Tiefere Einkaufspreise und die kühlere Witterung prägten das Energiegeschäft. Bei der Telekom setzte sich die Konsolidierung bei den Grundanschlüssen fort, die Nachfrage nach Telekomdiensten blieb hoch. Der Wasserabsatz verharrte auf Vorjahresniveau. Der Ausbau des Wärmegeschäfts wurde vorangetrieben und mit der Inbetriebnahme erster öffentlicher Ladestationen unterstützt WWZ die Elektromobilität.

Sparten

Strom

2016 wurde im Netzgebiet von WWZ etwas mehr Strom verbraucht (717 Mio. kWh, +0,8 Prozent). Schweizweit verkaufte die Gruppe insgesamt 846 Mio. kWh (+7,9 Prozent) und unterstreicht damit die solide Kundenbasis und Erfolge im teilliberalisierten Strommarkt.

Eigenproduktion: Die sieben Kleinwasserkraftwerke von WWZ entlang der Lorze produzierten dank höherer Pegelstände 33,1 Mio. kWh (+39,7 Prozent). Die firmeneigene Solarstromproduktion stieg um rund 20 Prozent auf 1,1 Mio. kWh. WWZ nahm 2016 vier PV-Anlagen in Betrieb und betreibt heute deren 19.

Elektromobilität: Mitte 2016 nahm WWZ in Baar die erste öffentliche E-Tankstelle in Betrieb. Mittlerweile sind zwölf Parkfelder in Cham, Zug und Baar mit Ladesäulen ausgerüstet worden. Das Unternehmen hat zudem die Firmenflotte um vier E-Fahrzeuge erweitert, bis Ende Jahr sollen acht weitere dazukommen.

Erdgas/Biogas

Der Erdgasabsatz stieg um 1,8 Prozent auf 518 Mio. kWh. Über 90 Wohn- und Gewerbeobjekte wurden an das Gasnetz angeschlossen.
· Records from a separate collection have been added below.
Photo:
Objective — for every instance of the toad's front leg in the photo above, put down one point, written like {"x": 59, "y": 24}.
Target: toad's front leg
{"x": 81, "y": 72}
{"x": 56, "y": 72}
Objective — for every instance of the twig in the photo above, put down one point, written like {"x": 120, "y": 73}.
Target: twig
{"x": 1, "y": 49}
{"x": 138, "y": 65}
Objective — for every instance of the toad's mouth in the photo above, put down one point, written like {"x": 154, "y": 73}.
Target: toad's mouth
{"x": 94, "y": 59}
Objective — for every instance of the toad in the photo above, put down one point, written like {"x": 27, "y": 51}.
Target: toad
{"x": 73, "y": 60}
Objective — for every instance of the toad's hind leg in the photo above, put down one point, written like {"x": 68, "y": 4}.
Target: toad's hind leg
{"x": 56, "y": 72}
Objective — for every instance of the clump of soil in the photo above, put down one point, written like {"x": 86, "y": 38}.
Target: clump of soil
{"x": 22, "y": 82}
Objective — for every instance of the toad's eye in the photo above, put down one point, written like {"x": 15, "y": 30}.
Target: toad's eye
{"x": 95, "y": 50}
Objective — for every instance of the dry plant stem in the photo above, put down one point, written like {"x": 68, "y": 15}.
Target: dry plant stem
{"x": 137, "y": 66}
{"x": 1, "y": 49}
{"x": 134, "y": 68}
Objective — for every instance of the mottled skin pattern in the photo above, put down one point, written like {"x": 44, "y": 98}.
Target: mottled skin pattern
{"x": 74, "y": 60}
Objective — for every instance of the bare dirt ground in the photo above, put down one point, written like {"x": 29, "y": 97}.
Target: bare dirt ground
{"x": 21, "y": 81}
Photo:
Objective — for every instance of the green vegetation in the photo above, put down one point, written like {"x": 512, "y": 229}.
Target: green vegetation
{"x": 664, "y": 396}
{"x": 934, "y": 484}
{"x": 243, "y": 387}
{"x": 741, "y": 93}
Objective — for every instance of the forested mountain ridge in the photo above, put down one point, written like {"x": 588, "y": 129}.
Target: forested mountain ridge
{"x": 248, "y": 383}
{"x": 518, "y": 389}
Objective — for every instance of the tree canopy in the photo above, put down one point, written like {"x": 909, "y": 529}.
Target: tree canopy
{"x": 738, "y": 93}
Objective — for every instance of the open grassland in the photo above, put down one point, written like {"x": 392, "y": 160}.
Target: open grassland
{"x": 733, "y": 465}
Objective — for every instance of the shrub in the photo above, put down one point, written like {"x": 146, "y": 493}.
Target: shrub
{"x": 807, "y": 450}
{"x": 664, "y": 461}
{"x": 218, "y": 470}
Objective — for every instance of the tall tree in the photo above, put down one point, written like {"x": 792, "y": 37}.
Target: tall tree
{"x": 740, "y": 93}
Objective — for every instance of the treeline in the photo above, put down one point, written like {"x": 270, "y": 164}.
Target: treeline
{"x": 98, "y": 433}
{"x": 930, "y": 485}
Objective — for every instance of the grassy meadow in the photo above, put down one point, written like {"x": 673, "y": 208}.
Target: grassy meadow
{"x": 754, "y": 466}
Standardmässig mischt WWZ dem Energieträger fünf Prozent klimaneutrales Biogas bei. Kunden können diesen Anteil zusätzlich Seite 2/4 erhöhen. 2016 stieg die Nachfrage nach Biogas bei Privat- und Gewerbekunden um 7,0 Prozent.

Wärme

WWZ betreibt unter anderem das Fernwärmenetz Altstadt Zug, den Holzwärmeverbund Menzingen und die drei Chamer Nahwärmeverbunde Röhrliberg, Neudorf und Zentrum. Der Wärmeabsatz nahm um über 60 Prozent auf 25,6 Mio. kWh zu.

Circulago: Über ein Fernwärme- und -kältenetz sollen dereinst Zug und Baar-Süd mit Energie aus dem Zugersee versorgt werden. 2016 arbeitete WWZ intensiv an der weiteren Planung von Circulago. Das Generationenprojekt ist ein wichtiger Schritt für eine regionale Energiezukunft im Sinne der 2000-Watt-Gesellschaft.

Telekom

Immer mehr Haushalte beziehen ihre Telekomdienste nur noch von einem Anbieter. Diese Konsolidierung prägt die gesamte Schweizer Telekombranche. Die WWZ-Gruppe konnte den Rückgang bei den Grundanschlüssen erfreulich tief halten (-1,5 Prozent). Grund war unter anderem die Einführung von Quickline Basic: Die monatliche Grundgebühr beinhaltet neu ein Komplettangebot mit Internet, Free-TV und Festnetztelefonie.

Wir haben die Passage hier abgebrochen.